I can't really comment on the Milwaukee, but we have the 18xrp Dewalt rotary hammers and they barely have enough nuts to punch through the decking


----------



## eddiecalder (Jul 15, 2008)

I have the milwaukee 18v rotary hammer and it serves it function well. I have done about 50 1/2" holes for 3/8" drop in anchors on one battery. I think I paid $150 for the bare tool. 

The hilti will go all day (100+ 1/2" holes) but it is to expensive for how little I would use it.

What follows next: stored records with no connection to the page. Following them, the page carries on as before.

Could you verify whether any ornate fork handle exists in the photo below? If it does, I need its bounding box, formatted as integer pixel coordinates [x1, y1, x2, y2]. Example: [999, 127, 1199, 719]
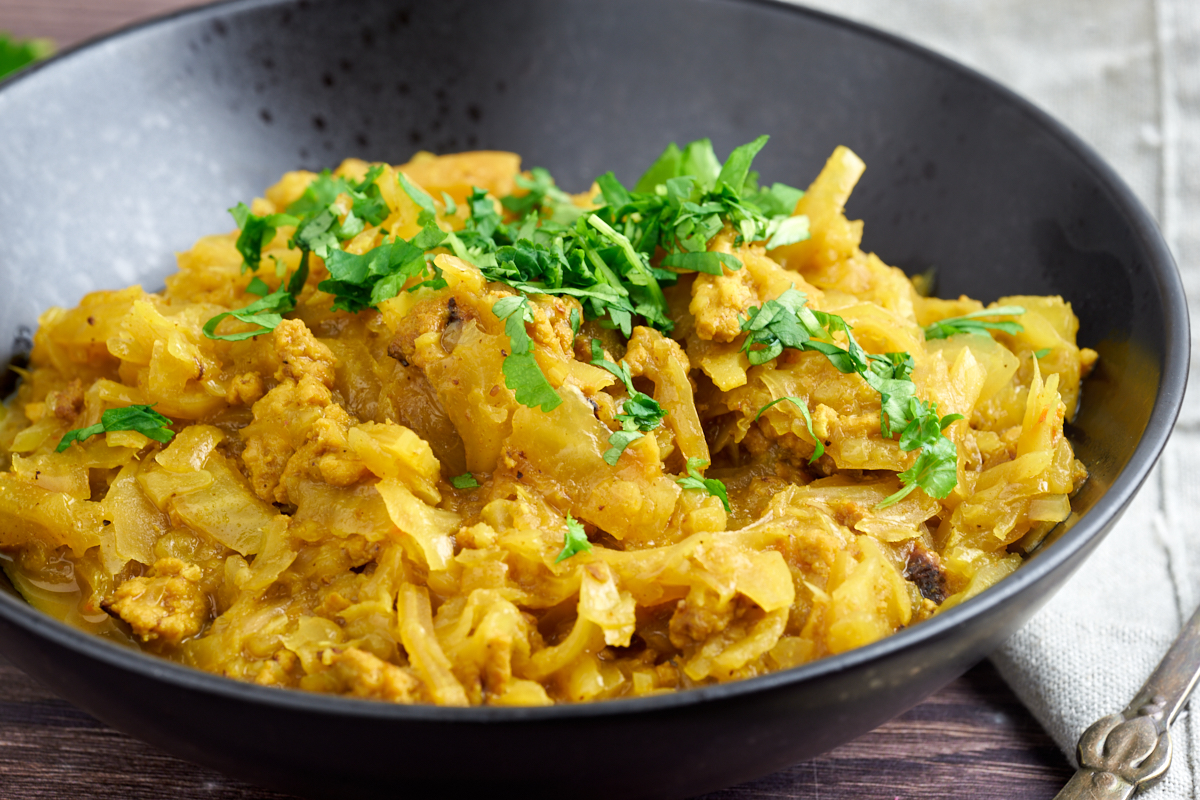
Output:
[1055, 609, 1200, 800]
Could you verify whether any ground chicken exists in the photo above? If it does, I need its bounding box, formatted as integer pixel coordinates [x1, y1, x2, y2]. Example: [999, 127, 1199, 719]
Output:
[101, 558, 209, 644]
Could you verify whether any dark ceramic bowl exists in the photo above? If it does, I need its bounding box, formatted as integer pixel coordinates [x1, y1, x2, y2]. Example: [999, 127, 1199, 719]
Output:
[0, 0, 1188, 799]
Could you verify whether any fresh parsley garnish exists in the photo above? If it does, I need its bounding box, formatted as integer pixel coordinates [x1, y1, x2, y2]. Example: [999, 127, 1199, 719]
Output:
[229, 203, 300, 272]
[925, 306, 1025, 339]
[492, 295, 563, 411]
[592, 339, 667, 465]
[554, 512, 592, 564]
[317, 221, 446, 312]
[742, 289, 962, 507]
[54, 405, 175, 452]
[220, 136, 808, 412]
[204, 166, 393, 342]
[450, 473, 480, 489]
[0, 31, 54, 78]
[676, 458, 733, 513]
[754, 397, 824, 464]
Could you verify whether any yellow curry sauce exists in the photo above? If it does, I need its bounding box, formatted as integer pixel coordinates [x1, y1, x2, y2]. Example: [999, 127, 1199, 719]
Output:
[0, 143, 1096, 705]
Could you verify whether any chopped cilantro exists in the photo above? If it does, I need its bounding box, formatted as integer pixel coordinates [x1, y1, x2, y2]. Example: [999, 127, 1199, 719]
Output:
[742, 289, 964, 507]
[592, 339, 667, 465]
[450, 473, 480, 489]
[0, 31, 54, 78]
[317, 221, 446, 312]
[203, 278, 295, 342]
[925, 306, 1025, 339]
[492, 295, 563, 411]
[55, 405, 175, 452]
[229, 203, 300, 272]
[554, 512, 592, 564]
[676, 458, 733, 513]
[754, 397, 824, 464]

Hilti and Bosch seem to make the best bits in my experience.


----------



## RW Plumbing (Aug 16, 2010)

eddiecalder said:


> I have the milwaukee 18v rotary hammer and it serves it function well. I have done about 50 1/2" holes for 3/8" drop in anchors on one battery. I think I paid $150 for the bare tool.
> 
> The hilti will go all day (100+ 1/2" holes) but it is to expensive for how little I would use it.
> 
> Hilti and Bosch seem to make the best bits in my experience.


I paid twice that for a corded Hilti... That's the only problem with those, so F'in expensive. With how much I use it though, should be with me the next 10/20 years.


----------



## gear junkie (Jun 20, 2008)

RW Plumbing said:


> Don't use a hammer drill for tile anymore. I've broken way too many. You can get the carbide bits for tile that you use a regular drill for. Works good enough for small holes. The bits are cheap, and don't last long but better than breaking a tile.

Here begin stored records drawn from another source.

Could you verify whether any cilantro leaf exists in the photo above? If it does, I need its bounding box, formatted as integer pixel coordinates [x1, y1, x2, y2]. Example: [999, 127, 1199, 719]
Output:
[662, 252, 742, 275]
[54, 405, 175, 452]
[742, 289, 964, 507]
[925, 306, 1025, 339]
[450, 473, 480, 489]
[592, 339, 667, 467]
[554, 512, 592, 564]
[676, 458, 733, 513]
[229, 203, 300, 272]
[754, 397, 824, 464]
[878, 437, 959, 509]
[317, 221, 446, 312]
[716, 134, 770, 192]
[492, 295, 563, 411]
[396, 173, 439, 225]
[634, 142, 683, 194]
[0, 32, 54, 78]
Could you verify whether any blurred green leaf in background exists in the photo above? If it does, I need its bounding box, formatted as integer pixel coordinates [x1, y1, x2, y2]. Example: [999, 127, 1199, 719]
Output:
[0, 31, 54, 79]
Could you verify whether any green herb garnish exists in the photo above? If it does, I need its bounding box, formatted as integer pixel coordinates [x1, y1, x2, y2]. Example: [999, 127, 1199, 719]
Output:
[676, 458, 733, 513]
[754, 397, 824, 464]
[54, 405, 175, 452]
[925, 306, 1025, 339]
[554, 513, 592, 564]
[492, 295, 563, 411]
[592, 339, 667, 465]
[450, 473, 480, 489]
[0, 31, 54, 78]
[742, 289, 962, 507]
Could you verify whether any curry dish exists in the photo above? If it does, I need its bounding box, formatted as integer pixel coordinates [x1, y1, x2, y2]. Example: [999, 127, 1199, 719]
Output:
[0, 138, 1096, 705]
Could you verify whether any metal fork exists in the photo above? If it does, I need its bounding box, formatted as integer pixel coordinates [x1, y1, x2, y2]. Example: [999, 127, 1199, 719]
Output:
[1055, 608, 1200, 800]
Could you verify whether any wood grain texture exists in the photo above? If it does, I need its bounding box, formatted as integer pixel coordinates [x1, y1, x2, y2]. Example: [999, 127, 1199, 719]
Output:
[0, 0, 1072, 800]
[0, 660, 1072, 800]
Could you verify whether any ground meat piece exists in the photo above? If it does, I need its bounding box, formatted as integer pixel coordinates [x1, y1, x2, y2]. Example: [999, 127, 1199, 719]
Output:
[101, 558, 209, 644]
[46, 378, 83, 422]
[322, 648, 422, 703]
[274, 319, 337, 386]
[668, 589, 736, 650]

When I drill through tile, I use a dremel 1/8 carbide cutter to go through the tile. Then punch through the drywall with a 1/8 bit....never know what's behind the wall. If installing hilti toggle bolts(my most common wall anchor), I center my drill sizing guide on the 1/8 hole and trace out the size for 1/2" hole and use the dremel to remove all the tile out of that hole. Then continue through the drywal with the 1/2 bit. The whole process takes under 1 minute per 1/2 hole. The durabilty of that carbide cutter.....been using for the last 3 years to grind metal mostly and it still goes right through tile easy peazy.


----------



## RW Plumbing (Aug 16, 2010)

The new Hilti has a light hammer mode designed for tile. I wonder how well it works.


----------